The silphid beetles are a very interesting group of insects, many of them associated with carrion. Species in genus Nicrophorus, commonly referred to as Sexton beetles, are well known for their habits of burying small vertebrate carcasses. This group also display bi-parental care, a rare trait among beetles and for this reason are increasingly being used in behavioral research. Other carrion dwellers include Necrodes littoralis and the Thanatophilus species. The very distinctive species Oiceoptoma thoracicum is less specific, and can be found on carrion, dung and fungi. The group also contains some predatory species; Phosphuga atrata (hunts snails) and Dendroxena quadrimaculata (hunts caterpillars).
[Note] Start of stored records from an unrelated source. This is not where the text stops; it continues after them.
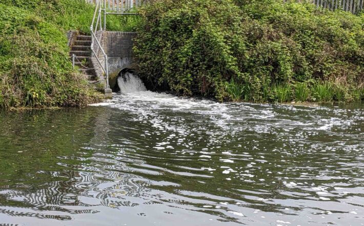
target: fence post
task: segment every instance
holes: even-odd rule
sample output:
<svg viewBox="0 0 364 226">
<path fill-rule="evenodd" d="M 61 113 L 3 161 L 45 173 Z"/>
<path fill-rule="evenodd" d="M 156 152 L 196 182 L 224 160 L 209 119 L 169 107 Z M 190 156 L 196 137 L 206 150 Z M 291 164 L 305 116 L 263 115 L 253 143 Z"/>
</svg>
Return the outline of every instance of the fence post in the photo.
<svg viewBox="0 0 364 226">
<path fill-rule="evenodd" d="M 104 0 L 104 30 L 106 30 L 106 0 Z"/>
</svg>

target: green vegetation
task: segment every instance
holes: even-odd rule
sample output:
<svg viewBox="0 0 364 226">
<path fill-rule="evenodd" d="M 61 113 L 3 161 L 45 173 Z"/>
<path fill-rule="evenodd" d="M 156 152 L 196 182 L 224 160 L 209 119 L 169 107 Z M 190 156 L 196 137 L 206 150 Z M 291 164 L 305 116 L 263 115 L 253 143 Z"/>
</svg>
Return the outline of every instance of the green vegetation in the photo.
<svg viewBox="0 0 364 226">
<path fill-rule="evenodd" d="M 91 11 L 82 1 L 2 1 L 0 107 L 82 106 L 98 99 L 72 69 L 65 35 L 86 29 Z"/>
<path fill-rule="evenodd" d="M 140 76 L 155 89 L 220 101 L 362 100 L 364 14 L 282 2 L 146 5 L 134 48 Z"/>
<path fill-rule="evenodd" d="M 0 108 L 79 106 L 100 96 L 73 69 L 66 32 L 89 33 L 94 8 L 84 0 L 0 3 Z M 132 30 L 137 16 L 108 15 L 107 28 Z"/>
</svg>

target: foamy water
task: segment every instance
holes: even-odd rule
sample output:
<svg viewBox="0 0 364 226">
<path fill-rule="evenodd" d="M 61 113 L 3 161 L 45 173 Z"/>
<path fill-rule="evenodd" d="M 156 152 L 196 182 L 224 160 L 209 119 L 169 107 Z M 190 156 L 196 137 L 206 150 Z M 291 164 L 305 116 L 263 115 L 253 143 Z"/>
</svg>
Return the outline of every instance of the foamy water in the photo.
<svg viewBox="0 0 364 226">
<path fill-rule="evenodd" d="M 0 121 L 0 224 L 363 223 L 362 105 L 220 103 L 138 80 Z"/>
</svg>

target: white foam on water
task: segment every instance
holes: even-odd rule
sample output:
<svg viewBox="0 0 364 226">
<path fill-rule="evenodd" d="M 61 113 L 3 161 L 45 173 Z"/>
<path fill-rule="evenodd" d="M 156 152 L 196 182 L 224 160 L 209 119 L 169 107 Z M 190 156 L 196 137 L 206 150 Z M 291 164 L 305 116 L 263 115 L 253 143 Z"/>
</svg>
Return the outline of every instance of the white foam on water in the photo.
<svg viewBox="0 0 364 226">
<path fill-rule="evenodd" d="M 131 73 L 126 72 L 117 79 L 117 85 L 123 93 L 139 92 L 147 91 L 140 79 Z"/>
</svg>

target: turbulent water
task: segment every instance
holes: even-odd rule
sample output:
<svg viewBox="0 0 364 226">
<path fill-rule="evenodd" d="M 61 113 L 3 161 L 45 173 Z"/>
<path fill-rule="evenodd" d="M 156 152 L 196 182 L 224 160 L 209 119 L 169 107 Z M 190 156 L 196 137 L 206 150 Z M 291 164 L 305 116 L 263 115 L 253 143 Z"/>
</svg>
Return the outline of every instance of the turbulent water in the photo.
<svg viewBox="0 0 364 226">
<path fill-rule="evenodd" d="M 136 76 L 127 72 L 117 78 L 117 85 L 123 93 L 147 91 L 147 88 Z"/>
<path fill-rule="evenodd" d="M 0 115 L 0 225 L 363 225 L 362 105 L 121 90 Z"/>
</svg>

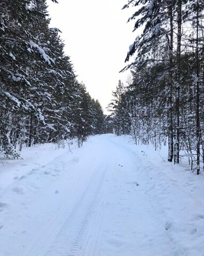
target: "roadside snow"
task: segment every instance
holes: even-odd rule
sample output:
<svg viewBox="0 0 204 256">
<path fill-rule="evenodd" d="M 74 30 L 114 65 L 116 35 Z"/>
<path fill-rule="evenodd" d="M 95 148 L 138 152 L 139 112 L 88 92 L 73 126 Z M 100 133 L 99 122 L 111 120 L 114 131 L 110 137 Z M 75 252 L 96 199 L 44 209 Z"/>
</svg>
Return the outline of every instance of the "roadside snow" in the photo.
<svg viewBox="0 0 204 256">
<path fill-rule="evenodd" d="M 1 256 L 203 256 L 203 177 L 128 137 L 2 160 Z"/>
</svg>

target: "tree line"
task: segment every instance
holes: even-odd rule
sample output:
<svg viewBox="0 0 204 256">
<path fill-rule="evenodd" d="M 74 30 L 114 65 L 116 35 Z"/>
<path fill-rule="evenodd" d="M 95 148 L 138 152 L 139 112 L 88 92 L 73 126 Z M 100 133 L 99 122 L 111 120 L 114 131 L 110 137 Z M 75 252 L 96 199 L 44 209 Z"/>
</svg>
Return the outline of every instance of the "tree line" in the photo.
<svg viewBox="0 0 204 256">
<path fill-rule="evenodd" d="M 168 143 L 168 161 L 185 151 L 198 174 L 204 162 L 204 2 L 129 0 L 138 36 L 126 61 L 132 82 L 119 81 L 112 109 L 116 133 L 135 143 Z M 142 32 L 140 32 L 140 30 Z M 125 120 L 126 120 L 125 122 Z"/>
<path fill-rule="evenodd" d="M 56 2 L 56 0 L 52 0 Z M 102 108 L 79 83 L 45 0 L 0 3 L 0 153 L 102 133 Z"/>
</svg>

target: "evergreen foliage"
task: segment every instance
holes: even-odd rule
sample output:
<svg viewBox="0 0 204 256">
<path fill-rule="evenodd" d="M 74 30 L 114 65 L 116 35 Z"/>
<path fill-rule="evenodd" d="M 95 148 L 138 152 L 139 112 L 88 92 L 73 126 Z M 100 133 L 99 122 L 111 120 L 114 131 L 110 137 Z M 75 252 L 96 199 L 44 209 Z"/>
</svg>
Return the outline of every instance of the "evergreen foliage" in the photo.
<svg viewBox="0 0 204 256">
<path fill-rule="evenodd" d="M 203 4 L 129 0 L 124 7 L 136 6 L 129 21 L 135 21 L 138 35 L 126 61 L 132 55 L 135 60 L 123 69 L 131 69 L 133 75 L 124 96 L 127 124 L 136 143 L 156 148 L 168 143 L 168 160 L 177 163 L 188 156 L 198 174 L 200 159 L 204 162 Z M 113 113 L 119 120 L 116 103 Z"/>
<path fill-rule="evenodd" d="M 3 0 L 0 13 L 0 152 L 103 133 L 101 106 L 77 82 L 46 1 Z"/>
</svg>

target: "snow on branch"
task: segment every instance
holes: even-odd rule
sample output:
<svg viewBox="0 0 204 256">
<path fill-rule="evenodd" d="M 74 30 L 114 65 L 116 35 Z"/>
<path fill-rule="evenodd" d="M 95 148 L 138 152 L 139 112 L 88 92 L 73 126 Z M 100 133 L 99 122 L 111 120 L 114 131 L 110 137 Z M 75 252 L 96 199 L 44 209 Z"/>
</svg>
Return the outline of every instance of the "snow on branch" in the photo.
<svg viewBox="0 0 204 256">
<path fill-rule="evenodd" d="M 29 43 L 30 45 L 30 49 L 32 49 L 32 48 L 34 48 L 35 49 L 37 50 L 39 53 L 40 54 L 40 57 L 42 59 L 44 59 L 45 61 L 47 62 L 49 65 L 51 65 L 51 62 L 54 64 L 54 60 L 50 58 L 47 54 L 46 54 L 45 52 L 45 51 L 39 47 L 37 44 L 33 42 L 31 42 Z M 30 51 L 29 51 L 30 52 Z"/>
</svg>

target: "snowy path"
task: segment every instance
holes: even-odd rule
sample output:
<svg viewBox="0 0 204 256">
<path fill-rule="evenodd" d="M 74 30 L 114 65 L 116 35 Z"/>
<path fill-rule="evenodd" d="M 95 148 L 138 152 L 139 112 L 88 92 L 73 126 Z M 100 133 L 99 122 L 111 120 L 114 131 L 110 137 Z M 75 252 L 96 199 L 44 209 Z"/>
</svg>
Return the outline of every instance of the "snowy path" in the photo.
<svg viewBox="0 0 204 256">
<path fill-rule="evenodd" d="M 1 190 L 1 256 L 203 256 L 202 198 L 125 142 L 92 137 Z"/>
</svg>

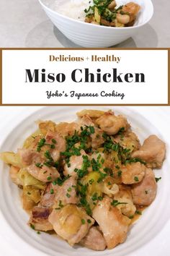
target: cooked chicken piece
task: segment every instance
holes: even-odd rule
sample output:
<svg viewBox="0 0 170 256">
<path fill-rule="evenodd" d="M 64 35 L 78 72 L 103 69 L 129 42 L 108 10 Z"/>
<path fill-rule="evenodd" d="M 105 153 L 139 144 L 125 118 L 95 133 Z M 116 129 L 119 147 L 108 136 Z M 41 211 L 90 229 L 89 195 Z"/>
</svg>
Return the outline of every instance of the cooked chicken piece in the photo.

There are only 21 species recorded from the UK and most of these are reasonably large in size, making identification a little bit easier than some groups! We have produced a key to the species (updated for 2019):
- PDF key to British Silphidae [2 MB]
Records can be sent in to the scheme by adding them to iRecord, using the iRecord app, or sending in details via spreadsheet or database export. For more information contact Ashleigh, Matthew and Richard at firstname.lastname@example.org or via Twitter at @SilphidaeUk.
Seven species are regularly attracted to light-traps, so if you run a trap for moths or other insects please look out for silphids as well!